The triple-transgenic model of AD, which contains the APPSWE, Presenilin-1 (PSENM146V) and tau mutations (tauP301L) offers the advantage that they develop Aβ plaques, tau tangles, synaptic dysfunction and LTP deficits which all manifest in an age-related manner (Oddo et al., 2003). Janelsins et al. demonstrated that this model shows a 14.8 fold increase of TNF-α and 10.8 fold increase in MCP-1 mRNA in 6 month old triple transgenic mice when compared to 2 month old mice. However these increases were only seen in the entorhinal cortex and could not be replicated in the hippocampus, suggesting that different cell types or environments may be responsible for the differential transcript levels and inflammatory responses in these disease relevant brain regions (Janelsins et al., 2005).

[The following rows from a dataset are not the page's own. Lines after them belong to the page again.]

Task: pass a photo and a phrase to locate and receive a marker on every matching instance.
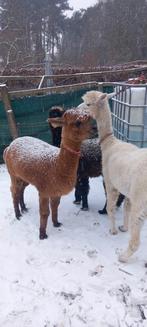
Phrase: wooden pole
(9, 111)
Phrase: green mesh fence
(31, 113)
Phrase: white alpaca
(124, 170)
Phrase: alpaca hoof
(76, 202)
(42, 235)
(18, 216)
(113, 232)
(123, 258)
(24, 210)
(123, 228)
(102, 212)
(57, 224)
(85, 208)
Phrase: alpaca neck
(104, 123)
(69, 155)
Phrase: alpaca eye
(78, 124)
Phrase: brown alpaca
(51, 170)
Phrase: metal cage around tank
(129, 113)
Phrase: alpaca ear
(56, 122)
(111, 95)
(103, 96)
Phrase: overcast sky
(78, 4)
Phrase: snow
(72, 279)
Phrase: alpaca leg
(127, 207)
(120, 200)
(22, 204)
(44, 213)
(135, 228)
(118, 203)
(15, 195)
(112, 196)
(54, 203)
(77, 194)
(84, 192)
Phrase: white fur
(124, 170)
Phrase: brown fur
(51, 170)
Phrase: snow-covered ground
(72, 279)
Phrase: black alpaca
(90, 164)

Mouse models containing just tau mutations have also been investigated in terms of neuro-inflammatory response and they too also display microglial changes (Wes et al., 2014; Cook et al., 2015). For example, the P301S tau model whose neurons develop bundles of hyperphosphorylated tau also have significant increases in inflammatory molecules such as IL-1β and COX-2 within the tau-positive neurons. Alongside this they also demonstrated that there were activated microglia throughout the brain and spinal cord, but that these microglia could be predominantly found surrounding the tau-positive neurons (Bellucci et al., 2004). Interestingly, this microglial activation was shown to begin before neurofibrillary tangle formation, but could be ameliorated using an immunosuppressive drug, FK506, early in life increasing life span and attenuating tau pathology (Yoshiyama et al., 2007). One important thing to bear in mind that mutations in tau do not cause AD but instead cause frontotemporal dementia. So whilst these models can provide useful information about how mutations in tau can cause cellular dysfunction and neurodegeneration they do not completely replicate AD in terms of other pathological markers (Wolfe, 2012).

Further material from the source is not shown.